Première mondiale: le Japon attend une livraison d’hydrogène liquide par navire

Le navire Suiso Frontier, construit par le chantier naval japonais Kawasaki Heavy Industries, est arrivé dans le port de Hastings, dans l’État australien de Victoria. Le Suiso Frontier doit transporter de l’hydrogène liquide produit dans les centrales à lignite à Latrobe, dans l’État de Victoria, vers le Japon.

Au Japon, le produit sera utilisé pour alimenter des centrales électriques qui, jusqu’à présent, dépendaient du charbon pour produire de l’électricité. Le Suiso Frontier devrait arriver dans le port de Kobe à la mi-février.

Nouvelle industrie d’exportation

Le Suiso Frontier est le premier navire au monde construit spécifiquement pour transporter de l’hydrogène liquide. L’initiative fait partie d’un projet lancé par l’Australie et le Japon et géré par un consortium de sociétés comprenant AGL Energy, J-Power, Shell, Kawasaki Heavy Industries et Iwatani.

« Le transport de l’hydrogène liquide fait partie de la chaîne d’approvisionnement en énergie de l’hydrogène, un projet qui fournira à notre nation une nouvelle industrie d’exportation majeure », a souligné le Premier ministre australien Scott Morrison.

« Ce projet fera de l’Australie un précurseur de la transition énergétique mondiale, en réduisant les émissions grâce à l’utilisation d’hydrogène renouvelable, un carburant du futur. »

Le procédé utilise le lignite, une sorte de charbon, chauffé à haute température pour former de l’hydrogène. Le gaz est ensuite transporté sur une distance de 160 kilomètres jusqu’au port de Hastings, au sud-est de Melbourne.

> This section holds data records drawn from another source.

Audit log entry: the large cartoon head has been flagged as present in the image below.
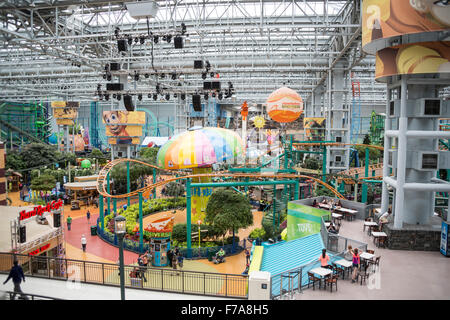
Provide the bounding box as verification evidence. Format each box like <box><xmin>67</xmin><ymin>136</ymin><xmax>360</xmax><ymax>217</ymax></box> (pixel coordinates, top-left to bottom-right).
<box><xmin>409</xmin><ymin>0</ymin><xmax>450</xmax><ymax>26</ymax></box>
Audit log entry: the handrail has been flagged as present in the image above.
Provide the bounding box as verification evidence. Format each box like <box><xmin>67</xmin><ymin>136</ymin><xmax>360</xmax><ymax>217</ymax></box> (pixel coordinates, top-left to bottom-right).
<box><xmin>1</xmin><ymin>291</ymin><xmax>65</xmax><ymax>300</ymax></box>
<box><xmin>97</xmin><ymin>159</ymin><xmax>346</xmax><ymax>200</ymax></box>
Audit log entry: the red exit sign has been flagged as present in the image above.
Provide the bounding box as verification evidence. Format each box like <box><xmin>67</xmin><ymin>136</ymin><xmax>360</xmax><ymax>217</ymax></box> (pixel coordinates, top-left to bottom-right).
<box><xmin>28</xmin><ymin>243</ymin><xmax>50</xmax><ymax>256</ymax></box>
<box><xmin>19</xmin><ymin>199</ymin><xmax>63</xmax><ymax>221</ymax></box>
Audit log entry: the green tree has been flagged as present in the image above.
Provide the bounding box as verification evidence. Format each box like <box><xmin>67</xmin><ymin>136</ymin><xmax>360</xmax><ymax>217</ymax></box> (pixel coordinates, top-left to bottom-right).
<box><xmin>205</xmin><ymin>188</ymin><xmax>253</xmax><ymax>243</ymax></box>
<box><xmin>31</xmin><ymin>174</ymin><xmax>56</xmax><ymax>191</ymax></box>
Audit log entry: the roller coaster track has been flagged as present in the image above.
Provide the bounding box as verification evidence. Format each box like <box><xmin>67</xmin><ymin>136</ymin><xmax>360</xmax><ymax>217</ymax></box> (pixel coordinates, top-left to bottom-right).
<box><xmin>292</xmin><ymin>142</ymin><xmax>384</xmax><ymax>150</ymax></box>
<box><xmin>97</xmin><ymin>159</ymin><xmax>346</xmax><ymax>200</ymax></box>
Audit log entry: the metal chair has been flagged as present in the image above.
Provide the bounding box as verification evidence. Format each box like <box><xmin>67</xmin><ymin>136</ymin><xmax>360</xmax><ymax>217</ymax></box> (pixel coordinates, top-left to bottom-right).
<box><xmin>308</xmin><ymin>271</ymin><xmax>321</xmax><ymax>290</ymax></box>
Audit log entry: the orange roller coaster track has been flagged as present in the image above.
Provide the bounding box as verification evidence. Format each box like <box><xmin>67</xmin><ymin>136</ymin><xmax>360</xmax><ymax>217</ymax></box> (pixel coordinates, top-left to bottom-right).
<box><xmin>97</xmin><ymin>159</ymin><xmax>346</xmax><ymax>200</ymax></box>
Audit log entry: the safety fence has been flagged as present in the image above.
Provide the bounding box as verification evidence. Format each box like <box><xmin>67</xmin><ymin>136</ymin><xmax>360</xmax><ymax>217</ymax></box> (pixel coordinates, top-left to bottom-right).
<box><xmin>0</xmin><ymin>252</ymin><xmax>248</xmax><ymax>299</ymax></box>
<box><xmin>97</xmin><ymin>221</ymin><xmax>247</xmax><ymax>259</ymax></box>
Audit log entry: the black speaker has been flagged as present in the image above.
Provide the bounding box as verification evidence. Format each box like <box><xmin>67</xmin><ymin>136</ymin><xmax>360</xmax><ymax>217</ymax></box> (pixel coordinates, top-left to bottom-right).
<box><xmin>53</xmin><ymin>212</ymin><xmax>61</xmax><ymax>228</ymax></box>
<box><xmin>192</xmin><ymin>94</ymin><xmax>202</xmax><ymax>111</ymax></box>
<box><xmin>110</xmin><ymin>62</ymin><xmax>120</xmax><ymax>71</ymax></box>
<box><xmin>194</xmin><ymin>60</ymin><xmax>203</xmax><ymax>69</ymax></box>
<box><xmin>106</xmin><ymin>83</ymin><xmax>123</xmax><ymax>91</ymax></box>
<box><xmin>117</xmin><ymin>39</ymin><xmax>127</xmax><ymax>52</ymax></box>
<box><xmin>123</xmin><ymin>94</ymin><xmax>134</xmax><ymax>111</ymax></box>
<box><xmin>19</xmin><ymin>226</ymin><xmax>27</xmax><ymax>243</ymax></box>
<box><xmin>173</xmin><ymin>36</ymin><xmax>184</xmax><ymax>49</ymax></box>
<box><xmin>211</xmin><ymin>81</ymin><xmax>220</xmax><ymax>90</ymax></box>
<box><xmin>203</xmin><ymin>81</ymin><xmax>212</xmax><ymax>90</ymax></box>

Là, l’hydrogène est gelé à une température de moins 253 degrés Celsius et transformé en liquide. La taille du stock est ainsi réduite de 800 fois et l’hydrogène peut être transporté au Japon à bord d’un navire spécial.

L’Australie espère que l’hydrogène – qui ne rejette que de l’eau lorsqu’il est converti en carburant – pourra être utilisé pour alimenter les voitures électriques et comme alternative au gaz naturel. Angus Taylor, ministre australien de l’industrie et de l’énergie, a souligné que le projet aiderait l’Australie et le Japon à atteindre leurs objectifs climatiques.

Exportation des émissions

Lorsque la production atteindra sa vitesse de croisière, une production annuelle de 225.000 tonnes d’hydrogène devrait être possible. Cela pourrait réduire les émissions annuelles de dioxyde de carbone d’environ 1,8 million de tonnes, selon le gouvernement australien.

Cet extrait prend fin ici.